Revised Corporation Code - Part 2: Classes of Corporations

Introduction

  • Focus on the current law: Republic Act 11232, the Revised Corporation Code.
  • No discussion on old corporation law except for reference.
  • Educational purposes only, not a substitute for legal advice or comprehensive study.

Corporation Basics

  • A corporation is created by law, requiring a special grant from the state (legislature or congress).
  • Grants can be through general law (for private corporations) or special law/charter (for public corporations).

Types of Corporations

Public vs. Private Corporations

  • Public Corporations: Created to perform governmental functions, governed by specific laws unless supplemented by the Revised Corporation Code.
    • Example: Government Service Insurance System (GSIS)
  • Private Corporations: Organized by private individuals, classified as stock or non-stock corporations.

Corporation Classifications

  • Stock Corporations: Have capital stock divided into shares; distribute dividends based on shares.
  • Non-Stock Corporations: No income distributed as dividends; organized for charitable, religious, educational, or similar purposes.

Par Value vs. No Par Value Corporations

  • Par Value Corporations: Share value is stated in the articles of incorporation and generally unchangeable.
  • No Par Value Corporations: Share value can change, determined by the corporation.

De Jure vs. De Facto Corporations

  • De Jure Corporations: Formed in strict conformity with law; their existence cannot be challenged.
  • De Facto Corporations: Defectively formed; substantial compliance allows them to exist without collateral challenge.
  • Corporation by Estoppel: Protects third parties relying on the perceived corporate existence.

Other Types

  • Quasi-Public Corporations: Private corporations performing public duties for profit.
  • Quasi-Corporations: Bodies recognized by law with specific duties or privileges.
  • Corporations by Prescription: Exercised corporate powers without sovereign interference (e.g., Roman Catholic Church).

Incorporation and Management

Domestic vs. Foreign Corporations

  • Domestic: Formed under Philippine laws.
  • Foreign: Formed under foreign laws, allowed operations in the Philippines if reciprocal.

Open vs. Closed Corporations

  • Open Corporations: Open to any stockholder.
  • Closed Corporations: Limited stockholders, specific transfer restrictions.

Holding, Subsidiary, and Affiliate Corporations

  • Holding Corporations: Control subsidiaries through management election power.
  • Subsidiary Corporations: Owned more than 50% by another corporation.
  • Affiliate Corporations: Related by ownership, management, or long-term lease.

Aggregate vs.
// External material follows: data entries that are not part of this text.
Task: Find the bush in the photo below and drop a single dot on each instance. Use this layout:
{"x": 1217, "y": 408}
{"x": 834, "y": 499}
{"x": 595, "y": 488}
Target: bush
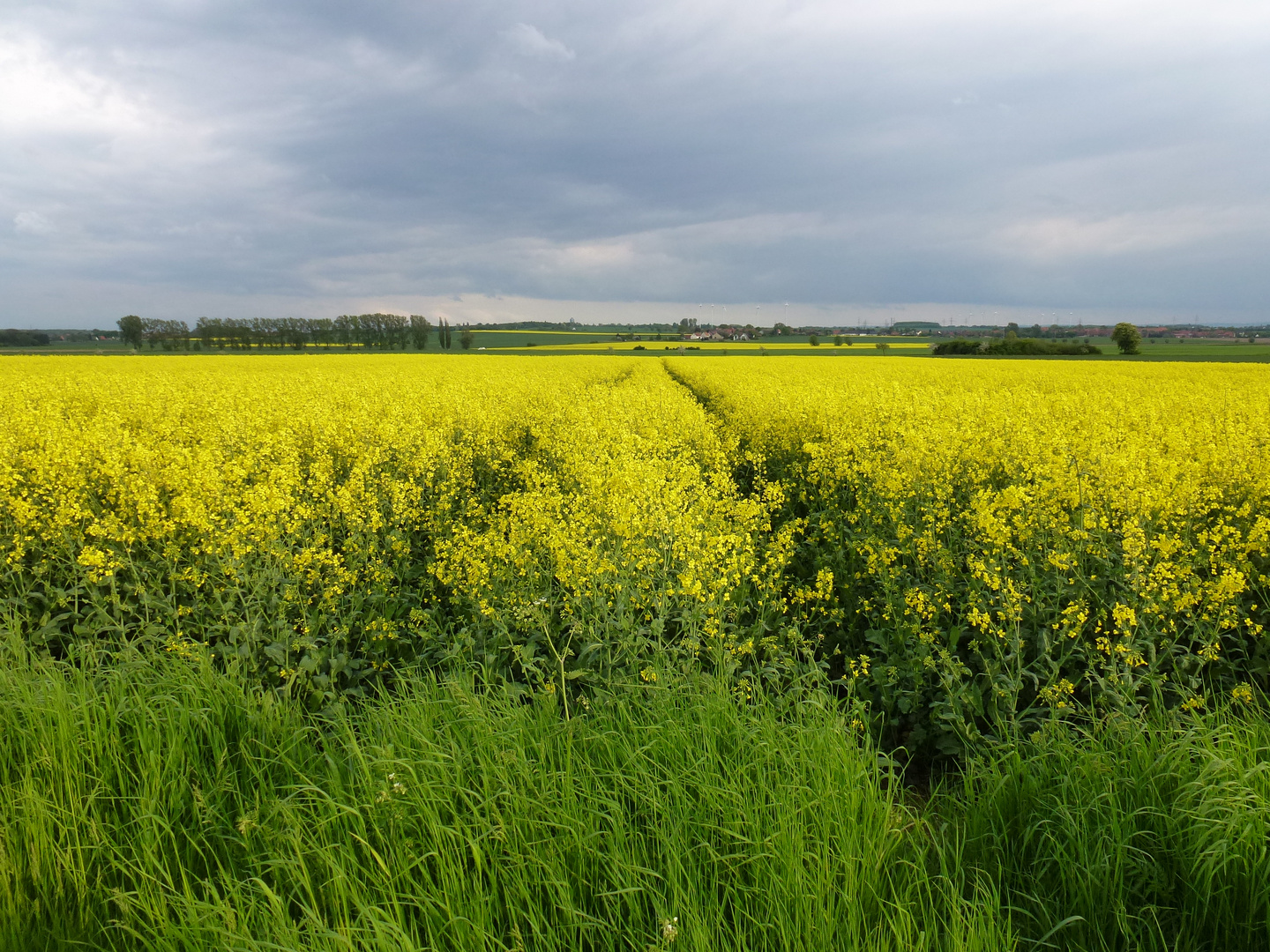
{"x": 958, "y": 346}
{"x": 1127, "y": 338}
{"x": 1013, "y": 346}
{"x": 23, "y": 338}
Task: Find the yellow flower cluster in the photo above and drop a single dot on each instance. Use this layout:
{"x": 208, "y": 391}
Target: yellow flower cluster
{"x": 960, "y": 542}
{"x": 1016, "y": 532}
{"x": 318, "y": 518}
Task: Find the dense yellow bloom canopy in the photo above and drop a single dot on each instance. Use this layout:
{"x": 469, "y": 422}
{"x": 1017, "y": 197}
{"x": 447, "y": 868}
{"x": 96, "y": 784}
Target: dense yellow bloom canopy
{"x": 957, "y": 542}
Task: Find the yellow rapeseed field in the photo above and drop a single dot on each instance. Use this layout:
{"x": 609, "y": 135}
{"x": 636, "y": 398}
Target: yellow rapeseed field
{"x": 963, "y": 545}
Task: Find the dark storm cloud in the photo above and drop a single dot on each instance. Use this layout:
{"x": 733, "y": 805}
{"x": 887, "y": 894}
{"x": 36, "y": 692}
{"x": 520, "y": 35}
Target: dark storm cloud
{"x": 1071, "y": 153}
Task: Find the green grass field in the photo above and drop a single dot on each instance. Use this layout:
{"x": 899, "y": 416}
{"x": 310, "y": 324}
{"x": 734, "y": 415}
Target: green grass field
{"x": 153, "y": 802}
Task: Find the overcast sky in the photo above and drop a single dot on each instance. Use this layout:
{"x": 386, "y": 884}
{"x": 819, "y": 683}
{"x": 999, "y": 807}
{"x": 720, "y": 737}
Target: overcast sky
{"x": 309, "y": 158}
Corporation Sole

  • Aggregate Corporations: More than one member.
  • Corporation Sole: Single member, usually for religious purposes.

One-Person Corporation

  • New concept allowing single member corporation, providing limited liability protection.
  • Certain entities (e.g., banks, insurance companies) are prohibited from forming one-person corporations.

Corporation by Purpose

  • Ecclesiastical Corporations: Organized for religious purposes.
  • Lay Corporations: Organized for non-religious purposes.
  • Eleemosynary Corporations: Charitable purposes.
  • Civil Corporations: Profit-driven purposes.
  • Condominium Corporations: Organized for residential or office building construction.

Conclusion: Understanding the different classes of corporations and their specific legal requirements is crucial for legal professionals and stakeholders involved in corporate structures.